The Reflected Cross Site Scripting vulnerable pages are pretty standard & straightforward, and should provide reliable basis for assessing the detection capabilities of different scanners.

However, it is important to remember that the SQL Injection vulnerable pages used a MySQL database as a data repository, and thus, the SQL Injection detection results only reflect detection results of SQL Injection vulnerabilities in this type of database; the results that might vary when the back end data repository will be different (a theory that will be verified in the next benchmark).

Description of Comparison Tables

The list of tools tested in this benchmark is organized within the following reports:

List of Tested Scanners (http://wavsep.googlecode.com/files/List%20of%20Tested%20Web%20Application%20Vulnerability%20Scanners%20v1.0.pdf)

Source, License and Technical Details of Tested Scanners (http://wavsep.googlecode.com/files/Details%20of%20Tested%20Web%20Application%20Vulnerability%20Scanners%20v1.0.pdf)
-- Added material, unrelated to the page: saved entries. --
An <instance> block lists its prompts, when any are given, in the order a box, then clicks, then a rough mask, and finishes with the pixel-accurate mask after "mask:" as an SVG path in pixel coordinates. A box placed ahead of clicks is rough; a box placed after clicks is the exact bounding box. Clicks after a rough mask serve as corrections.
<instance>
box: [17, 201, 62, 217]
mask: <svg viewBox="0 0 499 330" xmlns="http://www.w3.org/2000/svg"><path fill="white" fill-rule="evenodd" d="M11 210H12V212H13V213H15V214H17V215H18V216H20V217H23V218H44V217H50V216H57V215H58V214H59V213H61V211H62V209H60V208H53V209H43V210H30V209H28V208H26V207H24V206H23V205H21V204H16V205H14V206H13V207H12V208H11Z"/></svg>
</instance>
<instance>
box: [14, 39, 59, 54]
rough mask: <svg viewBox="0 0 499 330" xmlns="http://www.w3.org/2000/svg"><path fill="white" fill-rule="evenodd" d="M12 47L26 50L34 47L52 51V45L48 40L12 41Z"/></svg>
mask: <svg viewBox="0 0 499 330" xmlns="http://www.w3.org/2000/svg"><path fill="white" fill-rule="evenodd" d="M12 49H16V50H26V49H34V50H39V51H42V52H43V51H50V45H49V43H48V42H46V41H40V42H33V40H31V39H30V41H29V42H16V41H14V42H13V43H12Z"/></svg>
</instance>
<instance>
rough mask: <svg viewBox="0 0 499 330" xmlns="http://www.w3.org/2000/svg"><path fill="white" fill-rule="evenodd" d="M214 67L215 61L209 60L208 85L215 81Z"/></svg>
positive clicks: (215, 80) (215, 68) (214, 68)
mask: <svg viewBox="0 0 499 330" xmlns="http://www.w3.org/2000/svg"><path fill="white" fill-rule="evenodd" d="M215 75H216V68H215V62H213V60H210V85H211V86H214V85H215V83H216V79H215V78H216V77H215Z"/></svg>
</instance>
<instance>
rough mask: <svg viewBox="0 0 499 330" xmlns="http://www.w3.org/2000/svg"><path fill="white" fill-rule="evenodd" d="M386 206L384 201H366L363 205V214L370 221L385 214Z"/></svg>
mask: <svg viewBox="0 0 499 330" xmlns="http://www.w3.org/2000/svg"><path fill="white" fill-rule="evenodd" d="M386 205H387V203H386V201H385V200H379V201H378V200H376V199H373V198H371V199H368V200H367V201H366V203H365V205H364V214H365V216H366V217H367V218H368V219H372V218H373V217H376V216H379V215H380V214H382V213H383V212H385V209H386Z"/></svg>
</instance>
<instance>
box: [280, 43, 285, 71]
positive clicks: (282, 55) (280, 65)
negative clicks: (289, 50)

For those of you that wish to get straight to the point, the results of the accuracy assessment are organized within the following reports:

Benchmark Results – Reflected XSS Detection Accuracy (http://wavsep.googlecode.com/files/Web%20Application%20Scanner%20RXSS%20Detection%20Accuracy%20v1.0.pdf)
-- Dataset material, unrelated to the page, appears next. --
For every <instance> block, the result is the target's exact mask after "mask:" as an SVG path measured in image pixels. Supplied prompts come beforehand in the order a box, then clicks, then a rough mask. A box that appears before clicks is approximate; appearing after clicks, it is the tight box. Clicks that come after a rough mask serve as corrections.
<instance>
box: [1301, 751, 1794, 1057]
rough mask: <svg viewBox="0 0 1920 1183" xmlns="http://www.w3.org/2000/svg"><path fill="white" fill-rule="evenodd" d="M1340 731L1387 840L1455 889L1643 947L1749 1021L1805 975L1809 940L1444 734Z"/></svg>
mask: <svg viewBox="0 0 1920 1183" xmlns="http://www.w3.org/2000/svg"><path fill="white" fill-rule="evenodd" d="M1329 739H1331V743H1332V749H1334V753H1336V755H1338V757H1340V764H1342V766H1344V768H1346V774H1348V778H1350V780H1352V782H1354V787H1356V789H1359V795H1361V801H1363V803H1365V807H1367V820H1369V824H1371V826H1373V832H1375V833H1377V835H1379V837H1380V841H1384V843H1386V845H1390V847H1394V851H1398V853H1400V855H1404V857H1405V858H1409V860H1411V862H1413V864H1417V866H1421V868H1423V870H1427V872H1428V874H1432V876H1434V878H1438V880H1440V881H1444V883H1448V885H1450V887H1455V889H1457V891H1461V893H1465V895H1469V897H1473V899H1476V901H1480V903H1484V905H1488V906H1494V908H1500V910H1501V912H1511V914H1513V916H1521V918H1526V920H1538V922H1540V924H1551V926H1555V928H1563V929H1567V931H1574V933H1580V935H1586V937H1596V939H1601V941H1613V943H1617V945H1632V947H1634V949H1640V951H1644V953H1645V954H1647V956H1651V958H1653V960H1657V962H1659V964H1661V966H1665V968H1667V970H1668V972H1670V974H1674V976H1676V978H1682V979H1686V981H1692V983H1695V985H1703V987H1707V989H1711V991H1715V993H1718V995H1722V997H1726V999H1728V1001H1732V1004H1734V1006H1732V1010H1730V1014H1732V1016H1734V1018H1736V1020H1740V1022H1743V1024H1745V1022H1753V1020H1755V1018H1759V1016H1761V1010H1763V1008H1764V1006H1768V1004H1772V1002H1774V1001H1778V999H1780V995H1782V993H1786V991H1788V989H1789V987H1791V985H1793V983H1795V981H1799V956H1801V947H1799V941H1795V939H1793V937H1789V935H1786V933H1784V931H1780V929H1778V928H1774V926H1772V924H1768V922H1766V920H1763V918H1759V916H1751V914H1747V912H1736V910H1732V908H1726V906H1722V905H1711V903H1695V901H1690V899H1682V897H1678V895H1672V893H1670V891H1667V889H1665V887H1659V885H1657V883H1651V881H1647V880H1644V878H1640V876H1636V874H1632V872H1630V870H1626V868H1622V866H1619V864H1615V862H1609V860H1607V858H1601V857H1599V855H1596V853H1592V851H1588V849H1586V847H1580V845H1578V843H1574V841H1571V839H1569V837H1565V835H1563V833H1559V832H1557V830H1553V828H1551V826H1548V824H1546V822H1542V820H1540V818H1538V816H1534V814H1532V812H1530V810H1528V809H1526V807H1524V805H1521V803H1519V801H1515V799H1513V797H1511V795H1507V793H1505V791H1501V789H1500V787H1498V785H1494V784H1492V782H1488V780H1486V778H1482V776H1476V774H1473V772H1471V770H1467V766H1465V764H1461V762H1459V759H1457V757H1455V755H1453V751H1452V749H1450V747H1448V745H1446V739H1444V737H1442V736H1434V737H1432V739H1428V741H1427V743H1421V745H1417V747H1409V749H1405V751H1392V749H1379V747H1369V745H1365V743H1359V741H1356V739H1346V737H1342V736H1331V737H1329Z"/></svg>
Benchmark Results – SQL Injection Detection Accuracy – Total (http://wavsep.googlecode.com/files/Web%20Application%20Scanner%20SQLi%20Detection%20Accuracy%20v1.0.pdf)

Benchmark Drilldown – Blind SQL Injection Detection (http://wavsep.googlecode.com/files/Web%20Application%20Scanner%20SQLi%20Detection%20Accuracy%20-%20Blind%20v1.0.pdf)
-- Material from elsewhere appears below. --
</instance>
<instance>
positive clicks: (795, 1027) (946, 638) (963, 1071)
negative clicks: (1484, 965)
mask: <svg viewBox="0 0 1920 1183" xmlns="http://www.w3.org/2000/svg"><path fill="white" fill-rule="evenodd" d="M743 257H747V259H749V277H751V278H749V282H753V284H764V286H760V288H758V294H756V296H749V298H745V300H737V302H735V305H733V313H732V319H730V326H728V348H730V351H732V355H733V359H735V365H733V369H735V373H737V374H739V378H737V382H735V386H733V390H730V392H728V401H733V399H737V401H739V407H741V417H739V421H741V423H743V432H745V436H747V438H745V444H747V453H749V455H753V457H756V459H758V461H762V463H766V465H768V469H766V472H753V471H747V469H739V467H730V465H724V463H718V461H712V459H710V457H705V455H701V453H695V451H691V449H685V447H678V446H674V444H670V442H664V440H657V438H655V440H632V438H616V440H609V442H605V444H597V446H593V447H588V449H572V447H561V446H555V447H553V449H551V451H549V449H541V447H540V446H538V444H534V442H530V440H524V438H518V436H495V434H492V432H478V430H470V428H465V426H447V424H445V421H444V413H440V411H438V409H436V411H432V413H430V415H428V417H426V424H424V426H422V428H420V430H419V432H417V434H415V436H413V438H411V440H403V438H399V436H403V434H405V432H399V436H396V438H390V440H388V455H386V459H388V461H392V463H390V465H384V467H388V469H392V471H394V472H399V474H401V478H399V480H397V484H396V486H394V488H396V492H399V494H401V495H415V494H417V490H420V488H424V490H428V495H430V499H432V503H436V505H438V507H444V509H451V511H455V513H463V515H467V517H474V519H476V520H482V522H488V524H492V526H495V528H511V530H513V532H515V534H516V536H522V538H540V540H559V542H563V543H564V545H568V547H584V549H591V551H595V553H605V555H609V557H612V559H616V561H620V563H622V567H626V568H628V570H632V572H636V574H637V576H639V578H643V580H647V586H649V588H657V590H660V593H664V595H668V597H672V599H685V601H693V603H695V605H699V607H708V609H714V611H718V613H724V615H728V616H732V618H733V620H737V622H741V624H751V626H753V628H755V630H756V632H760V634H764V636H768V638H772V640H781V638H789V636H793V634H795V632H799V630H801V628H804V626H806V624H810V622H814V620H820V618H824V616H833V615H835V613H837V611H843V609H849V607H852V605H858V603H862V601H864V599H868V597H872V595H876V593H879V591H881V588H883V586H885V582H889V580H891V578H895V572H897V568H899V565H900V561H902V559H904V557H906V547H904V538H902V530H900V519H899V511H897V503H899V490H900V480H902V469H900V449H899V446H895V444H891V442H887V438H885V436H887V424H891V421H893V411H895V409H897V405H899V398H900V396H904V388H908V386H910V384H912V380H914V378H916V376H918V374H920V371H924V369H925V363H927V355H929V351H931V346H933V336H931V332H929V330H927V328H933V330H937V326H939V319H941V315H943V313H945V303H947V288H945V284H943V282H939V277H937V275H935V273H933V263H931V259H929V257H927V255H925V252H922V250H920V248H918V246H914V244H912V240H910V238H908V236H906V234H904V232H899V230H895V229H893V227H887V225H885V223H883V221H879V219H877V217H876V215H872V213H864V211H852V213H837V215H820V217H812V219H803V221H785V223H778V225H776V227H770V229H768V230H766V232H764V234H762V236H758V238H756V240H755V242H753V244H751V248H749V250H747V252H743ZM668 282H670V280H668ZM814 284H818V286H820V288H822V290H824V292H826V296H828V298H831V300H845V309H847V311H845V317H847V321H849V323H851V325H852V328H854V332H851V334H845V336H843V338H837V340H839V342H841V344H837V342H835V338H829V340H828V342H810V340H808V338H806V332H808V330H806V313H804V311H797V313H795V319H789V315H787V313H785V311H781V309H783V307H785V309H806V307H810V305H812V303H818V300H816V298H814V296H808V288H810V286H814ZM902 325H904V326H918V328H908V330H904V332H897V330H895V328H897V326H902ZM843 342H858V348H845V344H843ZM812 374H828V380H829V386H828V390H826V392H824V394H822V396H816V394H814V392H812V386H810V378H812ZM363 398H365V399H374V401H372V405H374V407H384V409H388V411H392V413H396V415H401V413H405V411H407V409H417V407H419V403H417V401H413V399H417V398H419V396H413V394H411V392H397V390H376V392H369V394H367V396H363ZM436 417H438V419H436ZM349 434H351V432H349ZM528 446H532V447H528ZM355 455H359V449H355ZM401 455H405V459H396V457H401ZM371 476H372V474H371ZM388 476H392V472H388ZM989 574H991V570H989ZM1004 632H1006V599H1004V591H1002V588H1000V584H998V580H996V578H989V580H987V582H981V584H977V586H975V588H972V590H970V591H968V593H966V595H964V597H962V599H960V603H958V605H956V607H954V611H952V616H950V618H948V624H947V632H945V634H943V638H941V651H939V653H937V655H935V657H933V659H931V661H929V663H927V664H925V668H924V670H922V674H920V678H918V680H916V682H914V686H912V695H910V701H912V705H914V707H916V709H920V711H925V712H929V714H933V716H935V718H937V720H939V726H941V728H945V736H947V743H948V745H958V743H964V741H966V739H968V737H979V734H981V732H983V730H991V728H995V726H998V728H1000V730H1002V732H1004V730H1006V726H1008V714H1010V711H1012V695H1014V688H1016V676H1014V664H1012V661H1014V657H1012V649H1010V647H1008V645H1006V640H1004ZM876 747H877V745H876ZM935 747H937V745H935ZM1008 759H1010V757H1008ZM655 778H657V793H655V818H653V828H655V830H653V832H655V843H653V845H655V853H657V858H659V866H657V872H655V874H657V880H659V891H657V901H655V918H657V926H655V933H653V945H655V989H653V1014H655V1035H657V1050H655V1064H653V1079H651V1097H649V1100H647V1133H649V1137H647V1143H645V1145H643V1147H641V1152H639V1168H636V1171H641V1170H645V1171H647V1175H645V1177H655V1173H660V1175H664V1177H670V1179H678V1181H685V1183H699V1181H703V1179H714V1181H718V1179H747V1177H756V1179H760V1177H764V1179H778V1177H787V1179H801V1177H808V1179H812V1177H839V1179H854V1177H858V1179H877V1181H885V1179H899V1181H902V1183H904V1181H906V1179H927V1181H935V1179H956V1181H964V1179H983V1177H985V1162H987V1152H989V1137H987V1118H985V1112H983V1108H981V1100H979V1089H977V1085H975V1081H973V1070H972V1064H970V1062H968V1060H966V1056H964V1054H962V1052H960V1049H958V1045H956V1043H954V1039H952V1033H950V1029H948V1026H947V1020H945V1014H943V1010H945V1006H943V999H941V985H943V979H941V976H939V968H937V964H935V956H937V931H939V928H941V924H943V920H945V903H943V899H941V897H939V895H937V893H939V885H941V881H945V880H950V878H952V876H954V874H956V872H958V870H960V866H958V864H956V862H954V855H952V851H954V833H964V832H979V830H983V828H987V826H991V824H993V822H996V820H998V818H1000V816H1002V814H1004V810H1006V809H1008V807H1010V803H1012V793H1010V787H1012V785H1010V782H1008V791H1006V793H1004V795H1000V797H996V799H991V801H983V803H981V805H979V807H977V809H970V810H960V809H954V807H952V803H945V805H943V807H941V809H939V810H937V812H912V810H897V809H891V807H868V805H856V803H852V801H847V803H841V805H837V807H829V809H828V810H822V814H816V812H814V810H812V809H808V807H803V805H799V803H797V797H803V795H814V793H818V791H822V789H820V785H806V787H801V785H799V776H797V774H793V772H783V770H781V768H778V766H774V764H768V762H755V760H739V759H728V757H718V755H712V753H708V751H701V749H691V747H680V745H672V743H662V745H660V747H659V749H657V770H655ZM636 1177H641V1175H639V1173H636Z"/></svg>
Benchmark Drilldown – Erroneous SQL Injection Detection

(http://wavsep.googlecode.com/files/Web%20Application%20Scanner%20SQLi%20Detection%20Accuracy%20-%20ErrorBased%20v1.0.pdf)

Additional information was gathered during the benchmark, including information related to the different features of various scanners. These details are organized in the following reports, and might prove useful when searching for tools for specific tasks or tests:

Comparison of Active Vulnerability Detection Features (http://wavsep.googlecode.com/files/Active%20Vulnerability%20Detection%20Features%20Comparison%20v1.0.pdf)

Comparison of Complementary Scanning Features - Passive Analysis, CGI Scanning, Brute Force, etc (http://wavsep.googlecode.com/files/Complementary%20Scan%20Features%20Comparison%20v1.0.pdf)

Comparison of Usability, Coverage and Scan Initiation Features (http://wavsep.googlecode.com/files/List%20of%20Scanner%20Features%20%281%20of%203%29%20v1.0.pdf)

Comparison of Authentication, Scan Control and Connection Support Features (http://wavsep.googlecode.com/files/List%20of%20Scanner%20Features%20%282%20of%203%29%20v1.0.pdf)

Comparison of Advanced and Uncommon Features (http://wavsep.googlecode.com/files/List%20of%20Scanner%20Features%20%283%20of%203%29%20v1.0.pdf)

Information regarding the scan logs, list of untested tools and abnormal behaviors of scanners can be found in the article appendix sections:

The following appendix report contains a list of scanners that were not included in the test:

Appendix A – A List of Tools not included in the Test (The end of the article)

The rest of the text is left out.